There are probably some details where the line intersects a vertex or an edge within the desired tolerance.

Also, there is ON_BoundingBox::GetClosestPoint that seems to do what you want.

  // Description:
  //   Get point in a bounding box that is closest to a line
  //   segment.
  // Parameters:
  //   line - [in] line segment
  //   box_point - [out] point in box that is closest to line
  //       segment point at t0.
  //   t0 - [out] parameter of point on line that is closest to
  //       the box.
  //   t1 - [out] parameter of point on line that is closest to
  //       the box.
  // Returns:
  //   3 success - line segments intersects box in a segment
  //               from line(t0) to line(t1) (t0 < t1)
  //   2 success - line segments intersects box in a single point
  //               at line(t0) (t0==t1)
  //   1 success - line segment does not intersect box.  Closest
  //               point on the line is at line(t0) (t0==t1)
  //   0 failure - box is invalid.
  // Remarks:
  //   The box is treated as a solid box.  If the intersection
  //   of the line segment, then 3 is returned.
  int GetClosestPoint( 
    const ON_Line&, // line
    ON_3dPoint&,    // box_point
    double*,        // t0
    double*         // t1
    ) const;

any way to scramble python scripts so other people can’t see them? :smile:
(like the brute force extending of the line and other non-elegant solutions)

import rhinoscriptsyntax as rs

def closest(b, xline):
    l1=rs.AddLine(b[0],b[1])
    l2=rs.AddLine(b[1],b[2])
    l3=rs.AddLine(b[2],b[3])
    l4=rs.AddLine(b[3],b[0])
    l5=rs.AddLine(b[4],b[5])
    l6=rs.AddLine(b[5],b[6])
    l7=rs.AddLine(b[6],b[7])
    l8=rs.AddLine(b[7],b[4])
    l9=rs.AddLine(b[0],b[4])
    l10=rs.AddLine(b[1],b[5])
    l11=rs.AddLine(b[2],b[6])
    l12=rs.AddLine(b[3],b[7])

    blines=[l1,l2,l3,l4,l5,l6,l7,l8,l9,l10,l11,l12]
    distlist=[]

    for i in range (0,12):
        cco= rs.CurveClosestObject(xline, blines[i])
        dist = rs.Distance(cco[1],cco[2])
        distlist.append(dist)

    shortest = distlist.index(min(distlist))
    theone= blines.pop(shortest)
    thex= rs.CurveClosestObject(theone, xline)

    shrtdist= rs.Distance(thex[1],thex[2])
    rs.AddPoint(thex[1])
    rs.AddPoint(thex[2])

    print "Shortest Distance = "+str(shrtdist)
    rs.DeleteObject(xline)
    rs.DeleteObjects(blines)


def input():
    object = rs.GetObject("Select object")
    if not object: return
    b = rs.BoundingBox(object)

    line=rs.GetObject("select line",4)
    if not line: return
    if not rs.IsCurveLinear(line): return
    xline = rs.CopyObject(line)
    xline = rs.ExtendCurveLength(xline,0,2,10000)
    
    box= rs.AddBox(b)
    cbx= rs.CurveBrepIntersect (xline, box)
    if cbx:
        print 'Distance = 0'
        rs.DeleteObject(xline)
        return
    closest(b, xline)

input()

it’s not really checking for much… probably won’t work if the object being bounded isn’t 3D… probably also won’t work if the object and lines are super far away from each other.

seems to work otherwise.

he needs that to work with an infinite line…
regardless, i think it’s probably the much better path to go down than how i went about it.

Isn’t that just checking the points of the BoundingBox?

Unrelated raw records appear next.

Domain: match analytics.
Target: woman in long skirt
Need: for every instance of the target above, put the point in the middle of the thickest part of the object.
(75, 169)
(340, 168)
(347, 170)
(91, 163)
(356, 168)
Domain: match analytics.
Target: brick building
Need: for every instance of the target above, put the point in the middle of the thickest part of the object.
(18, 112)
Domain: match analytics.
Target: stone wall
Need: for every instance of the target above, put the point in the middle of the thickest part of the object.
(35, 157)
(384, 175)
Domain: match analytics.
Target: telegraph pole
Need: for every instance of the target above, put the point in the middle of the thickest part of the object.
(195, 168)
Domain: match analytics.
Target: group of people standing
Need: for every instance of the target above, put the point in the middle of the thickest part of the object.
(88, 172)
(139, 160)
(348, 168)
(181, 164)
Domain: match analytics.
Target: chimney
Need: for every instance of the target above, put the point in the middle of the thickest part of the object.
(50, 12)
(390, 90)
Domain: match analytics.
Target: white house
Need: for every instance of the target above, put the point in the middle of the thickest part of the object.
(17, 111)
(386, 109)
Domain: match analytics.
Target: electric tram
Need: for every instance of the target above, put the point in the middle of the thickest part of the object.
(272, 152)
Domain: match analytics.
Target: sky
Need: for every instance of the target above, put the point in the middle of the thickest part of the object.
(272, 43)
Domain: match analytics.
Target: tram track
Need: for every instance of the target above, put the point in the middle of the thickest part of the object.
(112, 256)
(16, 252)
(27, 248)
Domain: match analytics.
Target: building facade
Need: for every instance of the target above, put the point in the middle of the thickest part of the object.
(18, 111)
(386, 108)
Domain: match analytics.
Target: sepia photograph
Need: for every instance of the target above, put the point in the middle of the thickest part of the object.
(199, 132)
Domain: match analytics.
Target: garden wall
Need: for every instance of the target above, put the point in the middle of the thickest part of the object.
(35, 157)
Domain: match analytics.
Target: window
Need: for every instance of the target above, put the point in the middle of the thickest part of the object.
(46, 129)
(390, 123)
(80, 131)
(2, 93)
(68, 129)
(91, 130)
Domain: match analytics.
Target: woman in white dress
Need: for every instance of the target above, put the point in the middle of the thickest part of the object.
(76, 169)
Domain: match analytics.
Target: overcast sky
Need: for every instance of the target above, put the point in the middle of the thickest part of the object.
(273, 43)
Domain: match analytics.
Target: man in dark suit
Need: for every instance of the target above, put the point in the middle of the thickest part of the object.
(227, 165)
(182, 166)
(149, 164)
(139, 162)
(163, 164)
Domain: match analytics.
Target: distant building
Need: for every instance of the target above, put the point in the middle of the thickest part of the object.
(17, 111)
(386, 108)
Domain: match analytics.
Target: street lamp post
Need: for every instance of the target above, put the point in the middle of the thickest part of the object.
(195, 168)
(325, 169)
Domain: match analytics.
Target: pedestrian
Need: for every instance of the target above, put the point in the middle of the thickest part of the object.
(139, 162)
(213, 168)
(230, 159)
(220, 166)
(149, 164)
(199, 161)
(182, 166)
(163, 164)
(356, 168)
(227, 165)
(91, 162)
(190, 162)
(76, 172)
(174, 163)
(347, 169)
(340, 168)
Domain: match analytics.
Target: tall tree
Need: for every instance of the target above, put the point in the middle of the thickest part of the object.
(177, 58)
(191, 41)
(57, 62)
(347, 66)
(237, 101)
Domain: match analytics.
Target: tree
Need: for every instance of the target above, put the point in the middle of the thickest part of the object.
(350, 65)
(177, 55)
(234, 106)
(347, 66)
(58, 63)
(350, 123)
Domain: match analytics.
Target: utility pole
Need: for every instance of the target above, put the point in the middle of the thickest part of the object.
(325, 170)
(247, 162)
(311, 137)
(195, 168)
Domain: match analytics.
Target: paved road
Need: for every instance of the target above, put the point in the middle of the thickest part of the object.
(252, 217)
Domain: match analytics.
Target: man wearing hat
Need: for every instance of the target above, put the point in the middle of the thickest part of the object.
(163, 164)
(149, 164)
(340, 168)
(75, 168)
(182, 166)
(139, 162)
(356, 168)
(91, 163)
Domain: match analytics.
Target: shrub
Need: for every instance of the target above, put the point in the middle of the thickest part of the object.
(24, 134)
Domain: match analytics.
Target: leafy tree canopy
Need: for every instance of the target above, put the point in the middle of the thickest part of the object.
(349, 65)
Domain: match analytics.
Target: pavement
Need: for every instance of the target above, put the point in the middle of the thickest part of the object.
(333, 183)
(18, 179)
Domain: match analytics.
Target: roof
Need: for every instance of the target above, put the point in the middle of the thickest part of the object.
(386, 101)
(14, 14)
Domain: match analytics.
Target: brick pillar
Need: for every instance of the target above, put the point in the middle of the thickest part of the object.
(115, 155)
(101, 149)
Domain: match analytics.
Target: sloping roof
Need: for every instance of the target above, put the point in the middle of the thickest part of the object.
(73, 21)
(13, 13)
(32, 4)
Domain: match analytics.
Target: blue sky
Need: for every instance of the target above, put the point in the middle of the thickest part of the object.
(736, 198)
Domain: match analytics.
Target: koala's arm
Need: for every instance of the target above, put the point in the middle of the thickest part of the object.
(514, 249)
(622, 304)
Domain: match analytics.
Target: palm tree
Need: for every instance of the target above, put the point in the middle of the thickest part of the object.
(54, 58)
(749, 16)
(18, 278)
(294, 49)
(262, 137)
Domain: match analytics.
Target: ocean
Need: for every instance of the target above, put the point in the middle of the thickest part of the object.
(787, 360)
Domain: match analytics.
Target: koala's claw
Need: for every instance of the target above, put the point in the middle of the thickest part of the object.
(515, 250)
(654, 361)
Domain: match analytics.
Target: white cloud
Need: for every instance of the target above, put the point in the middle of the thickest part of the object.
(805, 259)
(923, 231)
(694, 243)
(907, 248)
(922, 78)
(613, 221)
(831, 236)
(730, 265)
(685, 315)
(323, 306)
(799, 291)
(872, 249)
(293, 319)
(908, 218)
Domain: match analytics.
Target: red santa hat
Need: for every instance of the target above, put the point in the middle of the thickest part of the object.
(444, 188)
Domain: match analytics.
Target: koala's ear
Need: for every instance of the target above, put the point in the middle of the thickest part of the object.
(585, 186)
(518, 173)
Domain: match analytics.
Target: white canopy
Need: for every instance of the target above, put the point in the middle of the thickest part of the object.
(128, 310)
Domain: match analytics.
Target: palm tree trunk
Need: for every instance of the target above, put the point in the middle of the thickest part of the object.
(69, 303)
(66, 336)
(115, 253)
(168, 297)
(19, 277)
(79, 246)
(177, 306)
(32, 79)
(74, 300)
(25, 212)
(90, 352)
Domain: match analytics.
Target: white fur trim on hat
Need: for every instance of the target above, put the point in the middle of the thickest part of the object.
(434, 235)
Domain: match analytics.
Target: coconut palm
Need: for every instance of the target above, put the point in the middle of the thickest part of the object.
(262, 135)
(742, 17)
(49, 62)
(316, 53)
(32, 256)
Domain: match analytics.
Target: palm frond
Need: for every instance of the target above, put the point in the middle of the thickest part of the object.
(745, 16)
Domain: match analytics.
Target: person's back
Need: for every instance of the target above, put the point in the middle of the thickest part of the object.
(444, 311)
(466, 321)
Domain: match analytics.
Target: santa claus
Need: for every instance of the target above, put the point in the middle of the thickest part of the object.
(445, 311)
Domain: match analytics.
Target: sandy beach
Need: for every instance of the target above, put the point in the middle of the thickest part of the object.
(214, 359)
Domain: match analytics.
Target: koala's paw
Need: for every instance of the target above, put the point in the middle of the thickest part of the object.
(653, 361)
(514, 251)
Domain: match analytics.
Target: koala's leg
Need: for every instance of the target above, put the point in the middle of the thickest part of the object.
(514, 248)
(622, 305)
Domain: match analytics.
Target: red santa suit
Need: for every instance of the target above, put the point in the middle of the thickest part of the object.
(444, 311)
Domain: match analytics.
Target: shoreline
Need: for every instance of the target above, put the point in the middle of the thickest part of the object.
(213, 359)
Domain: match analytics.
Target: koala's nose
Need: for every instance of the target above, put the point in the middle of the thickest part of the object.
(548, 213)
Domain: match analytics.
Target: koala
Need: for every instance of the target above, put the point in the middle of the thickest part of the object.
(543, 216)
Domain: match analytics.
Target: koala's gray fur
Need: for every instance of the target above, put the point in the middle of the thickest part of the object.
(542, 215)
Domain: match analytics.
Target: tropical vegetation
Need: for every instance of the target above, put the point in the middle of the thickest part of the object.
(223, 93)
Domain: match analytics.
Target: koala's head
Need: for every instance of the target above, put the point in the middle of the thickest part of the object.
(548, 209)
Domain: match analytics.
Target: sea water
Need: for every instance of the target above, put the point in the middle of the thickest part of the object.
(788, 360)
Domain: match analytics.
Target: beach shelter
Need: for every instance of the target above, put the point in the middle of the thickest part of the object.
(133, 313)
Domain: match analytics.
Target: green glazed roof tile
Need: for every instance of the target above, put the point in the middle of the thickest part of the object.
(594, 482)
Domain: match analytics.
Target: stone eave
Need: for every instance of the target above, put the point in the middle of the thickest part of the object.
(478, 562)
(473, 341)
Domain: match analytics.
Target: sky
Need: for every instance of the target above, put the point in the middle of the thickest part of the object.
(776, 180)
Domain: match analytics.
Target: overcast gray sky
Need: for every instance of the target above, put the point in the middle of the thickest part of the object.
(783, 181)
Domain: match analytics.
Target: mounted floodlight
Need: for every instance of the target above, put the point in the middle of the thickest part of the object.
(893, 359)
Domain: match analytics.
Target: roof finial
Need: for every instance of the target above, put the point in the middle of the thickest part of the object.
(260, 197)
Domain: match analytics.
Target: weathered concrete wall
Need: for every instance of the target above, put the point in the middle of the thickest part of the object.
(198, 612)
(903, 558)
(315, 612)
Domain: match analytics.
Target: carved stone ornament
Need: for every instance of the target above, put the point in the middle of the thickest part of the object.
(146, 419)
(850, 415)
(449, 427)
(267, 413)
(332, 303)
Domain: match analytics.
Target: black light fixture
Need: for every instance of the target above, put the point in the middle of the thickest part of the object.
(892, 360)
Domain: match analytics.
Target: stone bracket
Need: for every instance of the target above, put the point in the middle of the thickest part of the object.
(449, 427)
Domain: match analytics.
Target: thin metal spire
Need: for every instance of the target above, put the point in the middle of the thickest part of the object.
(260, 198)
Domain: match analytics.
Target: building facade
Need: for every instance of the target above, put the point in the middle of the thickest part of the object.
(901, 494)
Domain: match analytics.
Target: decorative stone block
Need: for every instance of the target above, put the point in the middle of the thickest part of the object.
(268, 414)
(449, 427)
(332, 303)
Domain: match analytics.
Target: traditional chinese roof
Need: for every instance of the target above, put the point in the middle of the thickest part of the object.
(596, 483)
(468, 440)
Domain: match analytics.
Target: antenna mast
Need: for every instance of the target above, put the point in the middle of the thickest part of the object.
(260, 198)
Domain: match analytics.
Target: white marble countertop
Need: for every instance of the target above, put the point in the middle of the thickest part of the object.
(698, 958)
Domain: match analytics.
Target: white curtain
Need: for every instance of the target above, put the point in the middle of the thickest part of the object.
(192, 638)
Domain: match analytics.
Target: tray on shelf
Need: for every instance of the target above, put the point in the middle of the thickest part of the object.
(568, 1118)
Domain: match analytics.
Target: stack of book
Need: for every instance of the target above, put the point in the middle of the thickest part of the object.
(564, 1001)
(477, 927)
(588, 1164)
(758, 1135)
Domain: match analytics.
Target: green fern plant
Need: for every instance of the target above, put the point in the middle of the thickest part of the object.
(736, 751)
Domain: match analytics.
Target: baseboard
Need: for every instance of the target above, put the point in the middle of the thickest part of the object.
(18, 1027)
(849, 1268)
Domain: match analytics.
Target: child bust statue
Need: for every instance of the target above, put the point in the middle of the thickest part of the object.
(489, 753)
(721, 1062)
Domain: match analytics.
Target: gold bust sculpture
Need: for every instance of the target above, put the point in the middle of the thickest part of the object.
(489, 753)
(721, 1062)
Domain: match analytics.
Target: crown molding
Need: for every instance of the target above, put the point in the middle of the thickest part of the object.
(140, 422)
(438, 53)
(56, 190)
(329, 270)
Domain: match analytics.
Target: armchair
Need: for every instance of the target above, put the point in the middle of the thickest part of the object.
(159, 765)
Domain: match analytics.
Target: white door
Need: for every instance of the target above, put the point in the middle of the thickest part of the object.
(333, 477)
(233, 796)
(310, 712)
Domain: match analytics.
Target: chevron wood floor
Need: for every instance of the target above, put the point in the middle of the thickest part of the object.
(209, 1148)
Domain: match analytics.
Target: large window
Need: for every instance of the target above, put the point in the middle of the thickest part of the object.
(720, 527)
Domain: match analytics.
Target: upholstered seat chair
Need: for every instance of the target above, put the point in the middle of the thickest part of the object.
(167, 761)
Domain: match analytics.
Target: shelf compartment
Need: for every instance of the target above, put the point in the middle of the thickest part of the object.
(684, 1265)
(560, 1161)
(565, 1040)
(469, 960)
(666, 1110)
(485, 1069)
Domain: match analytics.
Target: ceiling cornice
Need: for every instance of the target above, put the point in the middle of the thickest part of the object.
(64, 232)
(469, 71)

If so then one has to check the line-line intersection with the finite segment option of course.

ON_BoundingBox::GetClosestPoint it says line segment in the documentation - my bad for not reading properly :frowning:

Yeah that seems to be the ideal function to use. I can’t find it in the RhinoCommon SDK though. Suppose I’d better add it.

Seems like the best approach. Thanks.